In many states, jurors chose the death penalty because they feared the convicted murderer might get out on parole and kill again. But in Texas, and many other states, jurors can now sentence the convicted to life imprisonment without the possibility of parole. (The motives of the Texas Legislature in passing this law two years ago were not altogether humane: when the Supreme Court did away with the death penalty for juveniles in 2005, some Texas lawmakers wanted to find a way to put away youthful killers forever.)
Opinion polls show that about 70 percent of Texans still favor the death penalty. But in Dallas, the district attorney, Craig Watkins, is not sure how he feels. "It depends on which day you ask me," says Watkins, 39. "I'm sitting here at my desk looking at some autopsy photos. So, yeah, I'm for it." (He was reviewing the 1996 case of a woman who killed her son and now sits on death row.) "But when I come out of church on Sunday morning, I'm against it."
Two decades ago Watkins could not have been elected in Dallas. He is black, a Democrat and a former defense lawyer. His most famous, or notorious, predecessor was Henry Wade, the Dallas D.A. from 1951 to 1986. The year Wade left office, The Dallas Morning News found a manual used by city prosecutors. It stated: "Do not take Jews, Negroes, Dagos, Mexicans, or a member of any minority race on a jury, no matter how rich or well educated." Minorities have been disproportionately sentenced to death— especially if the victim was white. Wade apparently wanted to make sure they got no sympathy votes. Wade, says Watkins, choosing his words judiciously, was "a product of his time." Watkins is a product of more recent times. In the 2006 election, tough-on-crime didn't work in Dallas. "My opponent wore the number of people he had sent to death row like a badge of honor," says Watkins, about the Republican incumbent he beat last year. Watkins's more benign approach—stressing justice, not vengeance—was mocked as "hug-a-thug" by detractors, but Watkins won. "I see a change in mentality," he says. "We've had a lot of folks coming out who didn't commit crimes and that gives people pause." Dallas leads the nation in the number of DNA exonerations for all counties in the United States (14). "In the near future, we will see the death penalty rarely," he says.

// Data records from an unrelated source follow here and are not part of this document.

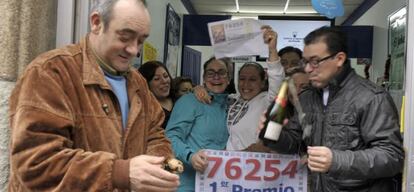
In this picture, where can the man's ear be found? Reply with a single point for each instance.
(96, 23)
(341, 58)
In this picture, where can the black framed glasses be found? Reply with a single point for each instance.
(314, 63)
(220, 73)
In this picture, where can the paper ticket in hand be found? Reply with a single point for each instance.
(233, 38)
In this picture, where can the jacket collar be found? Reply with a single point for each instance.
(339, 80)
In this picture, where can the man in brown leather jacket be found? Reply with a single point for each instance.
(81, 120)
(351, 128)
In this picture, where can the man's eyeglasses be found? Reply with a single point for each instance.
(314, 63)
(211, 73)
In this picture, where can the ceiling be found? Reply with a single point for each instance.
(266, 7)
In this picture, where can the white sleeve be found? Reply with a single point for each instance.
(276, 74)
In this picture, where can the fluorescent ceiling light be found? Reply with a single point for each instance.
(258, 12)
(234, 17)
(237, 6)
(286, 6)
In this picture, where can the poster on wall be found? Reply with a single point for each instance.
(172, 40)
(397, 24)
(149, 52)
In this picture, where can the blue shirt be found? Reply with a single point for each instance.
(194, 126)
(119, 87)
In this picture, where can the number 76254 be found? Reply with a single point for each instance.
(233, 169)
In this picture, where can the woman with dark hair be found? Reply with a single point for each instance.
(256, 91)
(195, 126)
(159, 82)
(181, 86)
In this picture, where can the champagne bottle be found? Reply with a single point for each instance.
(275, 115)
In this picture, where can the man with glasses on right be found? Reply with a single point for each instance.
(351, 128)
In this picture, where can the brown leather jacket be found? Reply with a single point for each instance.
(66, 125)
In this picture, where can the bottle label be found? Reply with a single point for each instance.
(273, 131)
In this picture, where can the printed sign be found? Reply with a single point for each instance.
(236, 171)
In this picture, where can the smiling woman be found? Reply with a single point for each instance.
(159, 82)
(195, 126)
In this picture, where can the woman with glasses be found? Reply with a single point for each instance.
(256, 91)
(195, 126)
(181, 86)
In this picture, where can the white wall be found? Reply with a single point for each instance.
(157, 11)
(206, 53)
(377, 16)
(409, 104)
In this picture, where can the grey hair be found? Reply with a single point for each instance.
(105, 7)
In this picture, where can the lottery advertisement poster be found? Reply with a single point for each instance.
(236, 171)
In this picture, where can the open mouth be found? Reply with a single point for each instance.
(124, 58)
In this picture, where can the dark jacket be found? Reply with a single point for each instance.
(360, 125)
(66, 125)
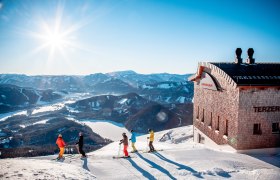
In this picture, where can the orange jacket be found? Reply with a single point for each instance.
(60, 142)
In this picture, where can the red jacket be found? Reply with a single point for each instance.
(60, 142)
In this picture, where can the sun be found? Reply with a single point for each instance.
(56, 37)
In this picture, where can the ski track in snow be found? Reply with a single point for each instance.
(180, 159)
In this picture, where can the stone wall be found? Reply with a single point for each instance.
(222, 104)
(267, 99)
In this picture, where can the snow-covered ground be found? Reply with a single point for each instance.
(107, 129)
(181, 158)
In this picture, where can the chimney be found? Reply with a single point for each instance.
(238, 59)
(250, 59)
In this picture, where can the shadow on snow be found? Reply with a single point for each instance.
(180, 166)
(144, 173)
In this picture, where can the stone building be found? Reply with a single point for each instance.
(237, 104)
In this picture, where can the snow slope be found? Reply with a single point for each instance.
(180, 159)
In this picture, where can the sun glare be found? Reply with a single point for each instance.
(55, 40)
(55, 36)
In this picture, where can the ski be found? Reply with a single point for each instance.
(122, 157)
(150, 151)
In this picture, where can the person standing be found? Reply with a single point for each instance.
(125, 145)
(61, 145)
(80, 145)
(151, 138)
(133, 141)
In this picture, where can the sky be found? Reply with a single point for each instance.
(71, 37)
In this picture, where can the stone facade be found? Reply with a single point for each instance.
(228, 115)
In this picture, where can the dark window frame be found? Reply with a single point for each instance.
(277, 128)
(257, 129)
(202, 119)
(226, 127)
(218, 124)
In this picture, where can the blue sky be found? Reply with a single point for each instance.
(147, 36)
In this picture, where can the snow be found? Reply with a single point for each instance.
(5, 116)
(23, 168)
(181, 99)
(22, 126)
(181, 158)
(53, 107)
(165, 86)
(122, 101)
(107, 129)
(41, 122)
(147, 86)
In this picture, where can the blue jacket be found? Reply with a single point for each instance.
(133, 137)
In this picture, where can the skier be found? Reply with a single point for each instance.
(152, 149)
(125, 144)
(80, 145)
(133, 140)
(61, 145)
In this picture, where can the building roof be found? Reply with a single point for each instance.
(257, 74)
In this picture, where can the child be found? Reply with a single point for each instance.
(152, 149)
(133, 141)
(61, 145)
(125, 144)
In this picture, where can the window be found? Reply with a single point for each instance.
(201, 139)
(275, 128)
(197, 113)
(218, 122)
(202, 119)
(226, 127)
(210, 124)
(257, 129)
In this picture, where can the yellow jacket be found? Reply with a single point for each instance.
(152, 136)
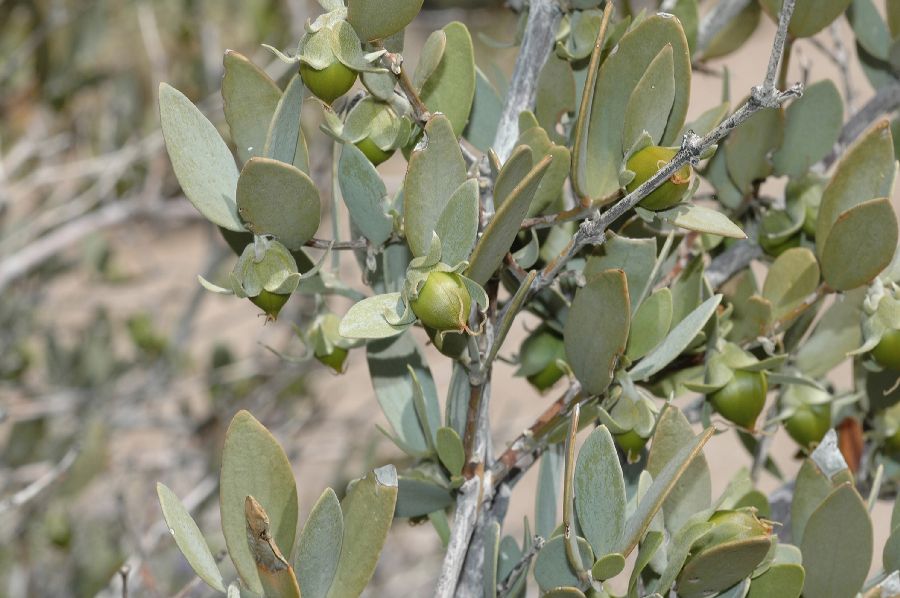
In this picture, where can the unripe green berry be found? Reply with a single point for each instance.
(887, 351)
(270, 303)
(329, 83)
(443, 302)
(742, 399)
(645, 163)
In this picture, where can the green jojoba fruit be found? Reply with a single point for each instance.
(375, 154)
(630, 441)
(887, 351)
(742, 399)
(538, 355)
(443, 302)
(270, 303)
(335, 360)
(645, 163)
(809, 423)
(329, 83)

There may be no such thing as a foolproof system for killing people fairly and painlessly. The smallest glitch can make too much of a difference. The last execution before the Supreme Court imposed its moratorium is a case in point. Harris County, Texas—encompassing the city of Houston—has far more executions than most states, so it has had plenty of practice. At 9 a.m. on Sept. 25, the U.S. Supreme Court announced it would hear the Baze case challenging the constitutionality of lethal injection. Michael Richard, convicted of rape and murder in 1986, was scheduled for execution that night. His lawyers rushed to file a new motion based on the high court's ruling, but their computer crashed and they missed the 5 p.m. filing deadline. A judge refused to keep open the state court. Richard was executed at 8:22 p.m.